A lot of people ask me what is an Ontic Processor, a term we use at Noonean Cybernetics to describe one of our supporting components. I've even had people get huffy and puffy "That Doesn't Exist!". Well yes it does we use it every day.
No it's not a Pregel graph matrix processor or Deep Graph Transition matrix. Those typically require multiple pass point to point traversal.
Instead the Ontic Processor is a bit like a neural network in reverse. The Ontic processor maps terms and associations like language item -- Role -- Connection Role -- Other Item
The way it works is a bit closer to what happens to a human brain when you stimulate it with an electrode. You stimulate several nodes, and then look at what result nodes get excited. It is a complicated dance through BILLIONS of Neurons and connections that is a bit like chaos theory, utterly unpredictable.
Getting the data mapped into an ontic structure is a bit challenging. It requires a bit of step by step learning, and asking if associations and understandings are correct. But it grows every more savvy over time.
So perhaps we might say it is not so much a database gobbler, a big data cruncher, or a document parser. Rather, it builds interactively, learning and correcting.
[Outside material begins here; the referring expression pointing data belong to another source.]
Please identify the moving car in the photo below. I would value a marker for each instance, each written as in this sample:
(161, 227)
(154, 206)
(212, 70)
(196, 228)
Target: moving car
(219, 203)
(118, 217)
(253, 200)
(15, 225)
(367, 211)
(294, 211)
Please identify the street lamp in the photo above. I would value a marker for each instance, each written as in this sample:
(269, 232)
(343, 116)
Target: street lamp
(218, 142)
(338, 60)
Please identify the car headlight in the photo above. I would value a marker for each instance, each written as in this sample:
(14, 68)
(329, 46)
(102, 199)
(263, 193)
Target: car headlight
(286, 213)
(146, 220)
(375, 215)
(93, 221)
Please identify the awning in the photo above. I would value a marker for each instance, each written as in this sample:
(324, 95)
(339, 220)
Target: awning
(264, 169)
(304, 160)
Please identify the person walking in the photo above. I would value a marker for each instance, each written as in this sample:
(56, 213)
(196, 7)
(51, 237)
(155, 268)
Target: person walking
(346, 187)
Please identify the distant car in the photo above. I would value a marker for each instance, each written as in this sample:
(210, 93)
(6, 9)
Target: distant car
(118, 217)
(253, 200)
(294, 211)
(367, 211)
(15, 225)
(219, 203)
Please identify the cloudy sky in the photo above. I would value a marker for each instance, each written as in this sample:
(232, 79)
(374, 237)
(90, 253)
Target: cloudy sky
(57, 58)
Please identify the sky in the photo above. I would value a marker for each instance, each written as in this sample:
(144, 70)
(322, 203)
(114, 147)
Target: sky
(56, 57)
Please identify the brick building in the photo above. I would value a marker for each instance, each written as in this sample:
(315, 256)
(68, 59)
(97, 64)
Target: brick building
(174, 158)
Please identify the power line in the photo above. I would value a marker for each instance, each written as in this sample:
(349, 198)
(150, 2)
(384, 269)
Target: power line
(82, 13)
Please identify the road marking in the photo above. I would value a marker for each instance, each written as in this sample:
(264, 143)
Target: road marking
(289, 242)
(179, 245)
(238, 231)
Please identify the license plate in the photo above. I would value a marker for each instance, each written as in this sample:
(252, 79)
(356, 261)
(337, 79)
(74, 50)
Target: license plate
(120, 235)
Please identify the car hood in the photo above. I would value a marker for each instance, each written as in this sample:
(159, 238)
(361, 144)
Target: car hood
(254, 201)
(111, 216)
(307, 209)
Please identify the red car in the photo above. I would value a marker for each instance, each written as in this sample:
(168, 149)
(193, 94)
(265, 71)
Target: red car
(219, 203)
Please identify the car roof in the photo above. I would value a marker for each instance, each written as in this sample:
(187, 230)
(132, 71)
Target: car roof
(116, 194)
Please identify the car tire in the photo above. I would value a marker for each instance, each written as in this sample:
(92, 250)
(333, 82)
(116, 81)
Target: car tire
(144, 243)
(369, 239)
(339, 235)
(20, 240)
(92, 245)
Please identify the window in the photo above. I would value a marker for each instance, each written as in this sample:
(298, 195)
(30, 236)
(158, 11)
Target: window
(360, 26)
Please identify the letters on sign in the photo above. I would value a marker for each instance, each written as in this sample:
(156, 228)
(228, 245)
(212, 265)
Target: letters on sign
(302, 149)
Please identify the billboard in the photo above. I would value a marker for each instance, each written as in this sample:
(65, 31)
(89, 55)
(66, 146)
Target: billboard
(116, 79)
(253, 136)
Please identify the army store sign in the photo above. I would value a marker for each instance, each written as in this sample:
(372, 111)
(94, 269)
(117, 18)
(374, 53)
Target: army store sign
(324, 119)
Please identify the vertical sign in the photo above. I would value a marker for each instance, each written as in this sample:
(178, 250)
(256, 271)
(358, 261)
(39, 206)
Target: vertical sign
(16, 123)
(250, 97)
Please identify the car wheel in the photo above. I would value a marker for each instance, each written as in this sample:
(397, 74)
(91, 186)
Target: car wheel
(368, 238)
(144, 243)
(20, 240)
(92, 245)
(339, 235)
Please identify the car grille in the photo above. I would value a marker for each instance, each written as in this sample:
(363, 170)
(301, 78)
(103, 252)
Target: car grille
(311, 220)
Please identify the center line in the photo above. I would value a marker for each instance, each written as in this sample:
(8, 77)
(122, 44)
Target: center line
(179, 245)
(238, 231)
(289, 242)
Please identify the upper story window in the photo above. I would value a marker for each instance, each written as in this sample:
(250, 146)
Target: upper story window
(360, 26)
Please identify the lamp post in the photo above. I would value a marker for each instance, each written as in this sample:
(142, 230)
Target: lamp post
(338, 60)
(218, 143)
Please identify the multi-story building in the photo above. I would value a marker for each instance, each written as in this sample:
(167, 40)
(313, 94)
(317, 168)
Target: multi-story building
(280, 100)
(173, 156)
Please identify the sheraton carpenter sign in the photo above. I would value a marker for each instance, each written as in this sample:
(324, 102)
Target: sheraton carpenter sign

Once some sufficient linguistic structure (although it encodes knowledge relationships so it is so much more than NLP) then it can begin digesting more information more quickly, and again continuous testing of relationships through questioning.
When we develop cybernetic systems we have typically large processors to handle senses like vision and audition, and another very large scale neural network configured as a Neural Cube or ANCPHSELAC ("ancephelac") (Advanced Neo-Cognitron with Pribram Holographic structures and Edelman Live Association and Competition). This includes a consciousness processing function as well which is gathering and weighting and responding to inputs while "thinking" about them. So to better understand what is going on, the information is passed to the Ontic Processor, and then much more specificity and more possibilities about the language and knowledge is returned, specifically relationships, part composition and decomposition, roles in relationships, and other terms which are not originally in the language. For example, if someone says "Had a problem with the car's rotation" it would get information back that the tires are rotated, rotate, and so does the engine. So it might reply "You rotated your tires or do you mean a problem with the engine" This is much more interesting linguistic interaction rather than the "DO YOU WANT TO DANCE. I CAN DANCE" nonsense. One can only wonder what a Boston Dynamics Language processor will sound like "MOVE AND I KILL KILL YOU". Scary.
So the Ontic processor is a necessary advanced way to retain knowledge but NOT memory. But it can be a supporting classifier for memory and item IDs in memory. That work still to come.